Some Pictures

Sunday, June 24, 2007

Filed under: Pictures at 11:26 am

Comments (11)

Took a few pictures in the past couple of days. :)

Me and Katie
Me and my best friend Katie

CVS Crew
My CVS crew (most of it anyway), Gail, Amy, Me, Matt, and Joe

Fuel My Fire

Saturday, June 23, 2007

Filed under: Rants at 11:58 am

Comments (3)

You know something, if you have a fucking problem with me that’s fine. I’m not going to shed any tears about it and honestly I could give two fucks less. However, I do have a problem that you feel the need to rant about me behind my back. I’m the type of person who would never say anything that I wouldn’t say to your face. But you know what pisses me off the most… I was ALWAYS nice to you. I tried very hard to be friendly with you because you’re, oh wait, I’m sorry, were, you sure fucked that up, Mike’s best friend.

So you know what, grow a fucking pair of balls and come say your shit to me.

That is all.

Oh yeah, FYI: That’s why I dislike most of you anyway. The only reason I’m not calling you out on your shit is because I was specifically asked not to by Mike.

Turn Back Time

Tuesday, June 19, 2007

Filed under: Random at 2:35 pm

Comments (6)

A lot has gone on in the past week. I couldn’t bring myself to write about it until now, I’m not sure why, but it just seemed like something I wanted to mainly keep to myself. I called Elyse a few days ago and talked to her about it for a long time.

Anyway, to clarify things before we get started… I have a VERY complicated family. My mother and my biological dad divorced when I was a baby. My mother remarried a man named Karl, who raised me from the time I was an infant. He died when I was nine and my mom remarried again back in September. So I have several sets of grandparents along with 304823984 million other relatives.

Well, when my dad (Karl) was sick my one grandfather wanted my mother to drive us out to his house (which is about 2 hours away) to have a Christmas dinner. My mother said no, because of how sick my dad was (He died a little less than a month later). After that, I didn’t hear from my grandfather again. I’m not really sure what happened, but I do know that it wasn’t because of anything that I did.
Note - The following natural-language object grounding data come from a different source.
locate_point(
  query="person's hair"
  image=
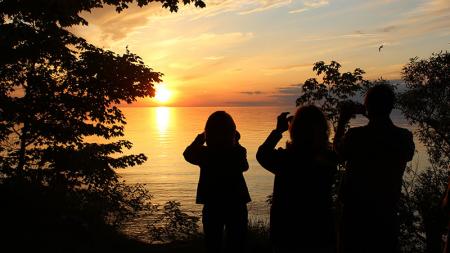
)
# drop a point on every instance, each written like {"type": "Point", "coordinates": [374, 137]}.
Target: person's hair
{"type": "Point", "coordinates": [309, 130]}
{"type": "Point", "coordinates": [379, 100]}
{"type": "Point", "coordinates": [220, 130]}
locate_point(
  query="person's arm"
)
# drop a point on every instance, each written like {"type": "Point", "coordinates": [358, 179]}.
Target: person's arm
{"type": "Point", "coordinates": [267, 156]}
{"type": "Point", "coordinates": [193, 153]}
{"type": "Point", "coordinates": [345, 114]}
{"type": "Point", "coordinates": [241, 158]}
{"type": "Point", "coordinates": [411, 146]}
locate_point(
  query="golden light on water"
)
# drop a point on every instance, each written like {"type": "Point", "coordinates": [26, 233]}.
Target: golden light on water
{"type": "Point", "coordinates": [163, 94]}
{"type": "Point", "coordinates": [162, 118]}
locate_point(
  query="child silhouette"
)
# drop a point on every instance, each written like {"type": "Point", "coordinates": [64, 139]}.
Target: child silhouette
{"type": "Point", "coordinates": [221, 187]}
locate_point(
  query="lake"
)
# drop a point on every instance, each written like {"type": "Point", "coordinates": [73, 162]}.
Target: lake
{"type": "Point", "coordinates": [162, 134]}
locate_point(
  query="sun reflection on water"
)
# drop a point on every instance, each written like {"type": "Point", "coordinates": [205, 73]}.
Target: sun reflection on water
{"type": "Point", "coordinates": [162, 119]}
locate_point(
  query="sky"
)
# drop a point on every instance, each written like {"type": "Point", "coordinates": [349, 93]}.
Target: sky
{"type": "Point", "coordinates": [258, 52]}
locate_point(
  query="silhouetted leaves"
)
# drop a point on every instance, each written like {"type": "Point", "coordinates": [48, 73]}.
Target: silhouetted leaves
{"type": "Point", "coordinates": [59, 106]}
{"type": "Point", "coordinates": [334, 88]}
{"type": "Point", "coordinates": [426, 104]}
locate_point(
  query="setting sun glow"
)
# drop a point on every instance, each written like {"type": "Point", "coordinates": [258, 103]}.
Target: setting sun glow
{"type": "Point", "coordinates": [162, 94]}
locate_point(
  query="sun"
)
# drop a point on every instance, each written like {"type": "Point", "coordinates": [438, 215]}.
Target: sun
{"type": "Point", "coordinates": [162, 94]}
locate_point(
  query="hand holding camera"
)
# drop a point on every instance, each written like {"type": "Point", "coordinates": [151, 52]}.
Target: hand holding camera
{"type": "Point", "coordinates": [283, 122]}
{"type": "Point", "coordinates": [348, 109]}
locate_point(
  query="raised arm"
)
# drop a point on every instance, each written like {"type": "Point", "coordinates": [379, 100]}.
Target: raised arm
{"type": "Point", "coordinates": [193, 153]}
{"type": "Point", "coordinates": [241, 159]}
{"type": "Point", "coordinates": [347, 111]}
{"type": "Point", "coordinates": [267, 155]}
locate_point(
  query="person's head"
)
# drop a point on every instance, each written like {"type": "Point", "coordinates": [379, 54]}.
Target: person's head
{"type": "Point", "coordinates": [309, 129]}
{"type": "Point", "coordinates": [379, 101]}
{"type": "Point", "coordinates": [220, 130]}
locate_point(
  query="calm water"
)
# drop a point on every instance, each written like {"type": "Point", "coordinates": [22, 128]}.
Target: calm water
{"type": "Point", "coordinates": [162, 133]}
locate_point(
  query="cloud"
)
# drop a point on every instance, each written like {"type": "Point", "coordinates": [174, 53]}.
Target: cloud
{"type": "Point", "coordinates": [256, 92]}
{"type": "Point", "coordinates": [286, 95]}
{"type": "Point", "coordinates": [425, 18]}
{"type": "Point", "coordinates": [213, 58]}
{"type": "Point", "coordinates": [285, 68]}
{"type": "Point", "coordinates": [266, 5]}
{"type": "Point", "coordinates": [308, 5]}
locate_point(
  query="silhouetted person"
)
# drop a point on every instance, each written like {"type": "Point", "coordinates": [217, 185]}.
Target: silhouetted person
{"type": "Point", "coordinates": [375, 157]}
{"type": "Point", "coordinates": [301, 216]}
{"type": "Point", "coordinates": [221, 187]}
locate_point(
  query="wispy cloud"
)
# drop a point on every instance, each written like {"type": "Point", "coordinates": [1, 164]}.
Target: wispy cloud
{"type": "Point", "coordinates": [308, 5]}
{"type": "Point", "coordinates": [256, 92]}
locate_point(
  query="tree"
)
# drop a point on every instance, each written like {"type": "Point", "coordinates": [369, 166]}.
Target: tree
{"type": "Point", "coordinates": [335, 88]}
{"type": "Point", "coordinates": [56, 89]}
{"type": "Point", "coordinates": [426, 104]}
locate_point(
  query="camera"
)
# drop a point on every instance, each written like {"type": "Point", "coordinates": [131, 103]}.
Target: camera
{"type": "Point", "coordinates": [352, 108]}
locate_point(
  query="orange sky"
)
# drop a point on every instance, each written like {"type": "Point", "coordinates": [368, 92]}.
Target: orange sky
{"type": "Point", "coordinates": [254, 52]}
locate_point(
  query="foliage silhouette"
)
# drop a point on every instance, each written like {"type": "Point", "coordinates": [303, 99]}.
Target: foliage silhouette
{"type": "Point", "coordinates": [426, 105]}
{"type": "Point", "coordinates": [335, 88]}
{"type": "Point", "coordinates": [58, 93]}
{"type": "Point", "coordinates": [173, 225]}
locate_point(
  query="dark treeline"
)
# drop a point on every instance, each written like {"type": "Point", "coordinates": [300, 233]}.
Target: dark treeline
{"type": "Point", "coordinates": [59, 193]}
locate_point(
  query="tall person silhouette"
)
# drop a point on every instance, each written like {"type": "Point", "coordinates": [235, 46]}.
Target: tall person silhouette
{"type": "Point", "coordinates": [375, 157]}
{"type": "Point", "coordinates": [301, 216]}
{"type": "Point", "coordinates": [221, 187]}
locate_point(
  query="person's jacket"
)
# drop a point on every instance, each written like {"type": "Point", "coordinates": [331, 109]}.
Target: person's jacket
{"type": "Point", "coordinates": [221, 173]}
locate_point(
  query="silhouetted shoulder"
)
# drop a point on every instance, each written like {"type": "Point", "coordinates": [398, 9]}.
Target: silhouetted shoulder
{"type": "Point", "coordinates": [407, 141]}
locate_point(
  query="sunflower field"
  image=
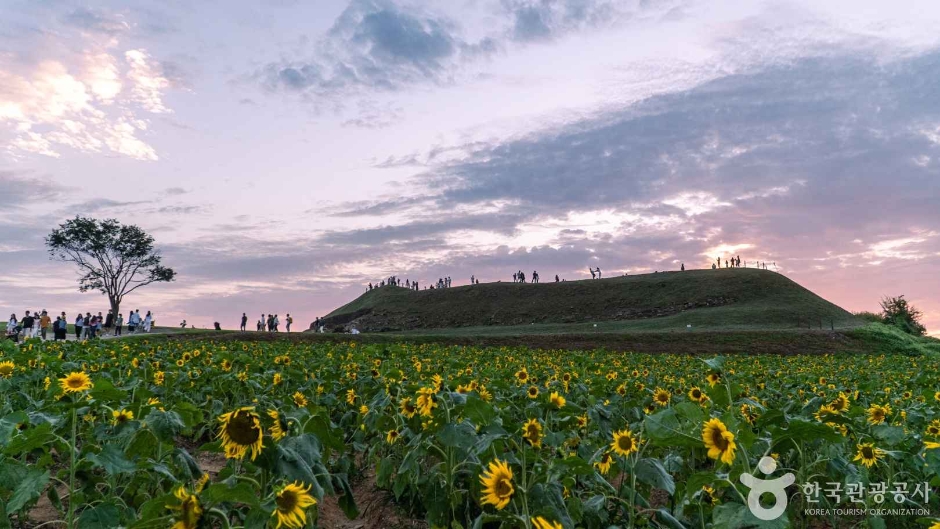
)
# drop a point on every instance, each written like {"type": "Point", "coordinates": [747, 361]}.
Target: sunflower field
{"type": "Point", "coordinates": [113, 433]}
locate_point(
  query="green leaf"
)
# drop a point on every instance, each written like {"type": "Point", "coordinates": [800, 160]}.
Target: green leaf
{"type": "Point", "coordinates": [737, 516]}
{"type": "Point", "coordinates": [101, 516]}
{"type": "Point", "coordinates": [699, 480]}
{"type": "Point", "coordinates": [104, 391]}
{"type": "Point", "coordinates": [27, 490]}
{"type": "Point", "coordinates": [664, 429]}
{"type": "Point", "coordinates": [222, 493]}
{"type": "Point", "coordinates": [32, 439]}
{"type": "Point", "coordinates": [346, 502]}
{"type": "Point", "coordinates": [889, 434]}
{"type": "Point", "coordinates": [666, 518]}
{"type": "Point", "coordinates": [457, 435]}
{"type": "Point", "coordinates": [165, 424]}
{"type": "Point", "coordinates": [652, 472]}
{"type": "Point", "coordinates": [478, 410]}
{"type": "Point", "coordinates": [112, 460]}
{"type": "Point", "coordinates": [330, 436]}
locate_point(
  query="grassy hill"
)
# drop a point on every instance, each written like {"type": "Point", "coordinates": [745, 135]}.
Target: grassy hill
{"type": "Point", "coordinates": [708, 300]}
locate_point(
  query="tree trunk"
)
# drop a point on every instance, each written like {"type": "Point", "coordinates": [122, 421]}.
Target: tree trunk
{"type": "Point", "coordinates": [115, 307]}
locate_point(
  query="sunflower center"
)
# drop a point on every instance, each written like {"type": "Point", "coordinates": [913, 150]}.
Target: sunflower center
{"type": "Point", "coordinates": [242, 429]}
{"type": "Point", "coordinates": [503, 488]}
{"type": "Point", "coordinates": [719, 440]}
{"type": "Point", "coordinates": [286, 501]}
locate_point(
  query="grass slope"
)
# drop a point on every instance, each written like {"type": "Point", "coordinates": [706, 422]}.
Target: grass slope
{"type": "Point", "coordinates": [709, 300]}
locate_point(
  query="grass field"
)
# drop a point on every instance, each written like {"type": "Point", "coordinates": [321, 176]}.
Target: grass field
{"type": "Point", "coordinates": [731, 299]}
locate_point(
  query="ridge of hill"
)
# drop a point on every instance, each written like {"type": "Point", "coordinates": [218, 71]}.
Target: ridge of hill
{"type": "Point", "coordinates": [725, 299]}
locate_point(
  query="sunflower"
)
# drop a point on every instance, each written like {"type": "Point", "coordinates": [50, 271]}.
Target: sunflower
{"type": "Point", "coordinates": [426, 402]}
{"type": "Point", "coordinates": [877, 413]}
{"type": "Point", "coordinates": [241, 430]}
{"type": "Point", "coordinates": [826, 413]}
{"type": "Point", "coordinates": [121, 416]}
{"type": "Point", "coordinates": [708, 495]}
{"type": "Point", "coordinates": [661, 397]}
{"type": "Point", "coordinates": [541, 523]}
{"type": "Point", "coordinates": [841, 403]}
{"type": "Point", "coordinates": [713, 379]}
{"type": "Point", "coordinates": [391, 436]}
{"type": "Point", "coordinates": [408, 409]}
{"type": "Point", "coordinates": [188, 511]}
{"type": "Point", "coordinates": [6, 369]}
{"type": "Point", "coordinates": [582, 421]}
{"type": "Point", "coordinates": [868, 454]}
{"type": "Point", "coordinates": [603, 464]}
{"type": "Point", "coordinates": [747, 411]}
{"type": "Point", "coordinates": [624, 444]}
{"type": "Point", "coordinates": [697, 395]}
{"type": "Point", "coordinates": [279, 428]}
{"type": "Point", "coordinates": [933, 429]}
{"type": "Point", "coordinates": [291, 502]}
{"type": "Point", "coordinates": [532, 432]}
{"type": "Point", "coordinates": [497, 485]}
{"type": "Point", "coordinates": [719, 441]}
{"type": "Point", "coordinates": [75, 382]}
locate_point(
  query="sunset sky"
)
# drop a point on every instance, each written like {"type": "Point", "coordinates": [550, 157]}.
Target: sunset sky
{"type": "Point", "coordinates": [285, 153]}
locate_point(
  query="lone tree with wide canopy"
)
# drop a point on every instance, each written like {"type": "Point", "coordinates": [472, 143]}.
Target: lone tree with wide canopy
{"type": "Point", "coordinates": [112, 258]}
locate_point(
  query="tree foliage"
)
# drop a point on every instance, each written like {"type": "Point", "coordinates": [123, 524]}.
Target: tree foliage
{"type": "Point", "coordinates": [898, 312]}
{"type": "Point", "coordinates": [112, 258]}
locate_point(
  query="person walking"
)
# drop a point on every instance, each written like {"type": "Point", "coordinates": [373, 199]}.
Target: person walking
{"type": "Point", "coordinates": [27, 324]}
{"type": "Point", "coordinates": [44, 322]}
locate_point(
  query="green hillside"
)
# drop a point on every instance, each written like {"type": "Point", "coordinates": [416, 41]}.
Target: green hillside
{"type": "Point", "coordinates": [708, 300]}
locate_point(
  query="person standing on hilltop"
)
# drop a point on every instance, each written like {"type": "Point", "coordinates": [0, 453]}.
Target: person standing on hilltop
{"type": "Point", "coordinates": [44, 322]}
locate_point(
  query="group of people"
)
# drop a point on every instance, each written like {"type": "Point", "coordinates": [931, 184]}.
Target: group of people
{"type": "Point", "coordinates": [396, 282]}
{"type": "Point", "coordinates": [270, 323]}
{"type": "Point", "coordinates": [443, 282]}
{"type": "Point", "coordinates": [519, 277]}
{"type": "Point", "coordinates": [735, 262]}
{"type": "Point", "coordinates": [86, 326]}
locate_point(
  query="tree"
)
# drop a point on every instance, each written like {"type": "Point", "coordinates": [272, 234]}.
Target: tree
{"type": "Point", "coordinates": [112, 258]}
{"type": "Point", "coordinates": [898, 312]}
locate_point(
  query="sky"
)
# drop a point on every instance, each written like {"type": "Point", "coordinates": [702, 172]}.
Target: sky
{"type": "Point", "coordinates": [284, 153]}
Anyway, about a week ago I got an email from my sister:

Hey sis,

I have some bad news to tell you Grandpop K is in the hospital. He is not doing well at all. Dad is flying out to see him tomorrow. I didn’t know if you found this out I just did today. I am sorry to bring you this bad news. But if you need to talk let me know. Call me on my cell or at the house.

-Leasa

I emailed her back desperate to find out what was going on. She didn’t know much except that it was bad. Real bad. I tried calling her to get my fathers cell phone number (I lost it when I switched phones), but she wasn’t home when I called. I should mention here that almost all of my biological Dad’s side of the family all lives in Arizona and other various places on the west coast, while I’m here on the east coast. Makes it kinda hard to keep in touch sometimes. The only person left here is my Grandpop who was sick. Well my Dad got in touch with me on Thursday to let me know what was going on. We arranged for him to pick me up on Saturday to have lunch with my Dad and to go see my Grandfather.

I come off as a hard ass, but truth be told, I am one of the softest people you could ever meet. I love my family and friends more than life itself and it devastates me when something happens. I went to see my grandfather and now I have so many regrets. He’s going to die. He has a tumor in the middle of his brain, making it inoperable, as well as a tumor on his spine and two more on his liver. There isn’t much they can do. And when I went to see him he said his goodbyes to me. He told me what a beautiful woman I’ve grown up into and that he’s so proud of me for going to school and to do well and make sure that I always take care of myself. And then he talked about the chickens that I used to play with at his next door neighbors house… I don’t even remember that. I’m so sad that I didn’t keep in touch with him. I was young though and I thought he didn’t want to see me because him and my mom had gotten into that disagreement. I know that I was wrong now and I regret it. There are so many times we could have had and now there won’t be any.

One more thing added to the weight of my soul. I should be as hard as a rock by now.